In recent comments filed in a Copyright Office inquiry into the state music licensing, ASCAP claimed the consent decrees are no longer necessary at all. Echoing separate comments filed by BMI, the organization also recommended that if the consent decrees remain, they should be entirely reshaped to allow the “bundling” of licenses beyond just public performance uses. This would allow the PROs to offer mechanical and synchronization licenses alongside those for public performance. The PROs cite efficiency and the need to be globally competitive as reasons for these tweaks, but it’s also clear that they want to expand their own businesses.
Meanwhile, recent court decisions seem to favor music services like Pandora in arguments about royalty rates and whether major publishers should be allowed to withdraw partial catalog to license directly to services. (Their reason for wanting to go direct is to achieve higher rates than those set by the courts when parties fail to reach common ground.) On the rate-setting issue, the court largely sided with Pandora, scolding ASCAP for heavy-handed negotiation tactics. Ultimately, the the rates stayed where they have been (1.85 percent of revenue, as opposed to a scheduled increase to 3 percent sought by ASCAP).
These outcomes clearly led to the publishing and PRO community putting pressure on the DOJ to reopen the books. Such reviews don’t happen often—the Justice Dept. last amended ASCAP’s consent decree in 2001, which was the first time in decades.
Publishers and PROs also seek the establishment an “arbitration” process to replace the rate court. As to the standard for determining rates, the publishers and PROs prefer a “willing seller, willing buyer” approach, which is what labels and performing artists have for sound recordings used on Internet and satellite radio.
Songwriters are likely caught in the middle. On one hand, the consent decrees shaped the member agreements at ASCAP and BMI, which most songwriters find fair. (These agreements establish 50-50 splits between publisher and songwriter/composer for performances of musical works).
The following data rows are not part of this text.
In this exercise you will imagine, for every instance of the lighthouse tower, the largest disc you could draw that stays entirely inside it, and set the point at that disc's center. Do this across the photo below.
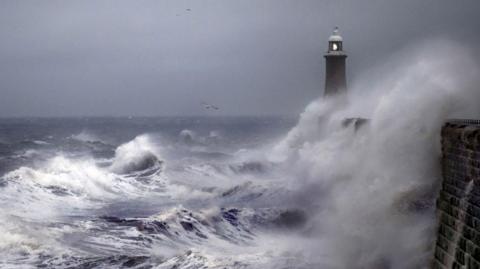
(335, 76)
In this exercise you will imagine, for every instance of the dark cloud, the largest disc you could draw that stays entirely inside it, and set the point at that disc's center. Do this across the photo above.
(63, 58)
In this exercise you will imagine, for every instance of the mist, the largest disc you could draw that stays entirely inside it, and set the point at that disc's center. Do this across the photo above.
(372, 187)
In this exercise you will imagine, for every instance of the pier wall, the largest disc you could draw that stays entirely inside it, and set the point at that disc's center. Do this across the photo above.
(458, 204)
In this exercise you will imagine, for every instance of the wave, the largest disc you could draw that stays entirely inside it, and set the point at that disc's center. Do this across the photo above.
(137, 155)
If the consent decrees were eliminated, songwriters may find all the leverage for the licensing of musical works falling to just a few major publishers that can dictate what innovations can come to the marketplace and how writers get paid. Which is to say, eliminating the consent decrees (or amending them too far) is something of a Faustian bargain. Creators should not be forced to trade transparency, leverage, and direct/equitable payment for the mere possibility of rate increases.
Music services should be nervous, too. The consent decrees were originally put in place to curb the anticompetitive tendencies of ASCAP and the publishers, which in the 1930s and ‘40s had a monopoly on the licensing of music. Without these limits and the blanket licensing allowed by the consent decrees, it is unlikely that AM/FM radio would have ever gotten off the ground. And, considering that over-the-air broadcasters only pay songwriters and publishers (but not performers and labels), this would have meant that countless music creators would miss out on a key revenue stream. Internet and satellite radio services obviously want to pay the lowest rates possible, but apprehension about a post-consent decree world raises concerns for other reasons—namely, the ability to bring catalog to music listeners quickly and efficiently, grow the legitimate digital market and pay creators.
A bill currently before Congress, the Songwriter Equity Act, would accomplish many of the publishers’ goals with regard to performance and mechanical royalties. It doesn’t go as far as to eliminate the consent decrees, however, which is probably why the National Music Publishers Association has been putting pressure on the DOJ.
For its part, the Justice Dept. should proceed with caution and not simply cave to the demands of just a handful of powerful publishing companies. It’s crucial that government regulators consider closely the impact of any decisions on songwriters for whom rates are important, but who also depend on transparency and leverage in these systems. It would be a poor outcome for creators and fans if DOJ intervention resulted in a fracturing of the legitimate marketplace at a time when we should be doing everything we can to make digital music work for all parties, especially artists.
The DOJ is soliciting public comment. If you’re a songwriter, composer or independent publisher, we strongly advise that you weigh in.